A entrevista por que a aficion esperava.
João Oliveira, organizador da corrida que ontem "deu raia" e não se
realizou em Lousada (Porto), fala ao "Farpas" e dá a sua versão dos
factos, depois de ter sido acusado "de tudo e mais alguma coisa" e de
até andar a circular nas redes sociais um "cartaz", que ele atribui
aos anti-taurinos, onde se escreve que "é procurado". "Não fugi
de ninguém, pelo contrário, estive fechado dentro da praça cerca de três horas,
com o meu filho de doze anos e só não me mataram por milagre, fui salvo pela
GNR da ira popular e não fui eu o culpado", garante. Quem foi, então?
Oliveira acusa o apoderado Ricardo Levesinho e diz que vai avançar amanhã com
uma queixa-crime "por roubo" contra ele. E diz que também vai ter que
"acertar umas contas" com a Associação do Melão, que deu a cara pela
organização "e depois se descartou, deixando-me sózinho na cara do
toiro". Sobre o caso de Vizela, há três anos, fala também e diz que nunca
foi alvo de nenhum processo por parte da família da criança vítima de paralisia
cerebral, a favor da qual realizou essa tristemente célebre tourada. A versão
de João Oliveira, já a seguir.
- Circula um cartaz no
"Facebook" dando conta de que anda fugido depois do escândalo de
ontem em Lousada. Onde está?
- Estou em minha casa. Não fugi de
ninguém. Estive cerca de três horas "preso" dentro da praça, com o
meu filho de apenas doze anos. A minha mulher, grávida de sete meses, estavava
na rua, dentro do carro e tive que telefonar a um amigo e pedir-lhe que a
levasse a casa, para estar em segurança. No exterior da praça, o povo estava
revoltado e eu não fui linchado, não morri ontem, por milagre. Saí sob a
protecção da GNR. Agora, estão a crucificar-me na praça pública e a atribuir-me
todas as culpas. Reconheço que falhei em algumas coisas, que fui adiando os
pagamentos, mas porque me falharam a mim, mas as coisas acabariam por se compôr
se a corrida se tivesse realizado. Na hora em que o Ricardo Levesinho decidiu
ir embora e inviabilizou a realização da corrida, estavam na rua entre 60 a 70
pessoas para comprar bilhete e mais viriam certamente... Já me falaram desse
cartaz a dizer "Procura-se", com a minha fotografia, mas ainda não
vi. Deve ser obra dos anti-taurinos...
- Disse que lhe falharam. Quem?
- Primeiro a corrida ia ser dada em
parceria com a Comissão das Festas de Lousada, depois acabou por ser com a
Associação do Melão. Deram a cara como organização e no fim descartaram-se,
disseram que não tinham nada a ver e deixaram-me a mim sózinho na cara do
toiro. Mas isso é um assunto que me diz respeito e que eu vou resolver
pessoalmente com as pessoas da Associação do Melão...
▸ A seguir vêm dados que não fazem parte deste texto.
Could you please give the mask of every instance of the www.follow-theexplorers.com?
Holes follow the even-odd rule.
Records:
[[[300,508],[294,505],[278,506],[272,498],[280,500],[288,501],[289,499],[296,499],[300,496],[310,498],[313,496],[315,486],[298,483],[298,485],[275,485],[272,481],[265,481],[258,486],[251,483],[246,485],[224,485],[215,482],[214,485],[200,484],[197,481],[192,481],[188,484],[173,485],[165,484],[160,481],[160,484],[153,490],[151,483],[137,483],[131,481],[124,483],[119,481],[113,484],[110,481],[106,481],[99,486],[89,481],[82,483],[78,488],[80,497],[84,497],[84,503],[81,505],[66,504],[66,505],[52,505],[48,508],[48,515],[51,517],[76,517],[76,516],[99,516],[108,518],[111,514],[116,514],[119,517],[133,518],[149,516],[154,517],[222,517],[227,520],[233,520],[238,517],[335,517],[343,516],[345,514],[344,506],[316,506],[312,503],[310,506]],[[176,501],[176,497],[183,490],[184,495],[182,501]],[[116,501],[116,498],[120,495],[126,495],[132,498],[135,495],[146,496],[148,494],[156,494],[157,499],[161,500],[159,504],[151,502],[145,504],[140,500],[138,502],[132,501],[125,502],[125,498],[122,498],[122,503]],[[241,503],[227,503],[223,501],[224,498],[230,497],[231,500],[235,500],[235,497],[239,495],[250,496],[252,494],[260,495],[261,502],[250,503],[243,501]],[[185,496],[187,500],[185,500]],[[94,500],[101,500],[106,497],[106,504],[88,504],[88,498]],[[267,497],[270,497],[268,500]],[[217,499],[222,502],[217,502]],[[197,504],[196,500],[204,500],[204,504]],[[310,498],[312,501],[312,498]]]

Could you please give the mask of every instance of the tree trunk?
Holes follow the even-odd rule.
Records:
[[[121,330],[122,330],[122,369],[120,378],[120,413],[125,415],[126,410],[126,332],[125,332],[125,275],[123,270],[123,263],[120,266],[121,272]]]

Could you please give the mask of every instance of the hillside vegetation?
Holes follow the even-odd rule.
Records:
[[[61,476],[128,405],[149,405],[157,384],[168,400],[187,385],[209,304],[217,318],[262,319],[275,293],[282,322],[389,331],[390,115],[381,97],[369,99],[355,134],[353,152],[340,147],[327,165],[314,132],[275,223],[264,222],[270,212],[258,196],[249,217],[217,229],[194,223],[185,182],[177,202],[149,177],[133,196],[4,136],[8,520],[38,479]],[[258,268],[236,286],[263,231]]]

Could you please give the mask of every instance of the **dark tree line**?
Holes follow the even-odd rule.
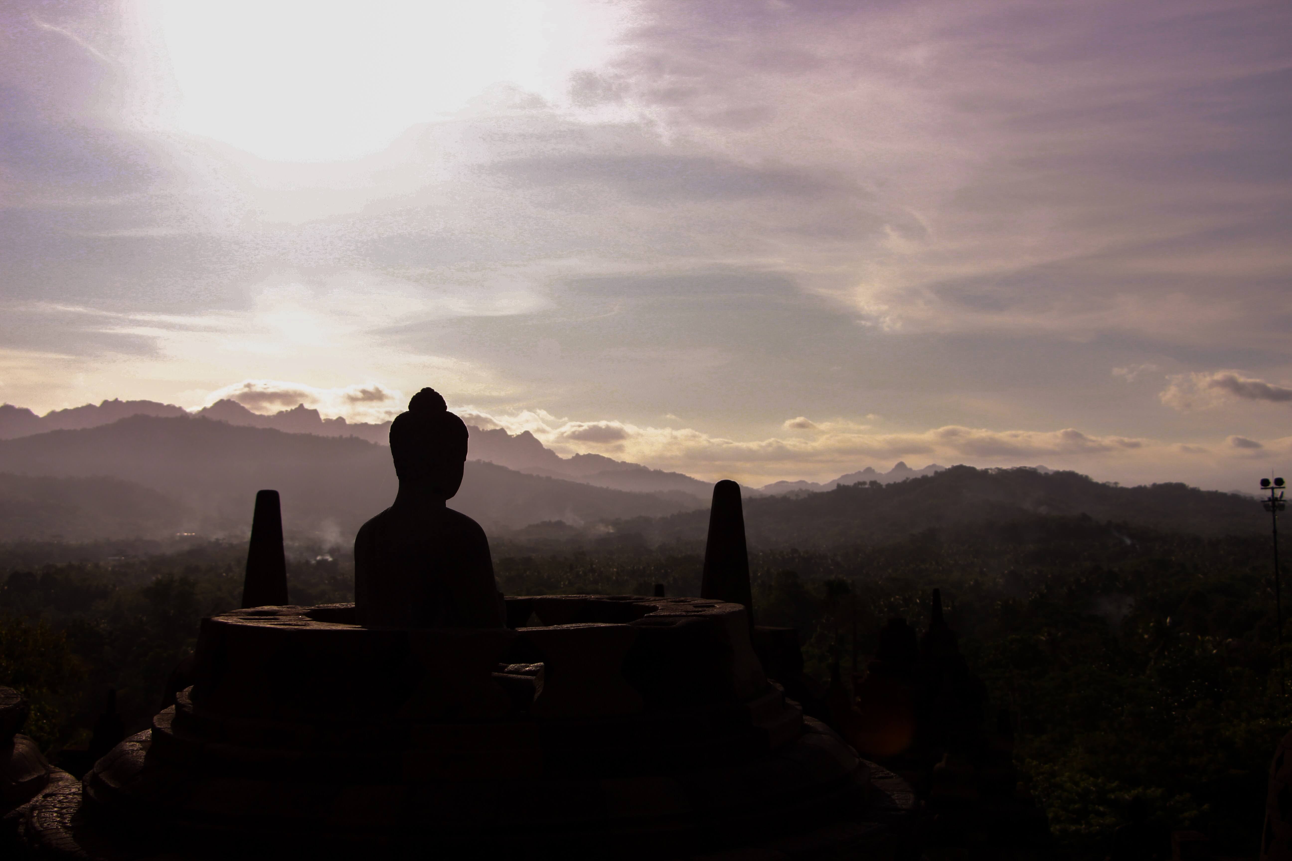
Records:
[[[506,594],[696,594],[703,547],[640,537],[494,545]],[[84,742],[102,693],[147,725],[198,620],[236,605],[245,545],[0,546],[0,683],[48,749]],[[991,709],[1017,729],[1025,789],[1075,857],[1103,857],[1132,804],[1255,855],[1265,769],[1289,728],[1269,545],[1084,516],[1032,516],[833,550],[752,549],[760,623],[797,627],[809,671],[864,669],[893,616],[947,618]],[[345,550],[289,549],[293,603],[349,600]],[[1138,800],[1137,800],[1138,799]]]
- Mas é verdade ou não que ao longo do
dia de ontem foi adiando sucessivamente a hora do pagamento aos toureiros,
alegando que a Associação do Melão iria passar os cheques, que nunca
apareceram?
- Porque era isso que estava combinado,
mas, como lhe disse, o assunto com a Associação do Melão trato eu
pessoalmente...
- É verdade que perto da hora de início
da corrida pagou mil euros a cada cavaleiro profissional (Alberto Conde e Pedro
Salvador) e seiscentos euros à cavaleira praticante Verónica Cabaço?
- E também paguei 4.250 euros ao senhor
Agostinho Silva, proprietário da praça desmontável.
- Pagou esses valores aos toureiros por
conta de despesas que teriam tido na deslocação a Lousada, ciente de que a
corrida não se realizaria na mesma ou para que a corrida se realizasse?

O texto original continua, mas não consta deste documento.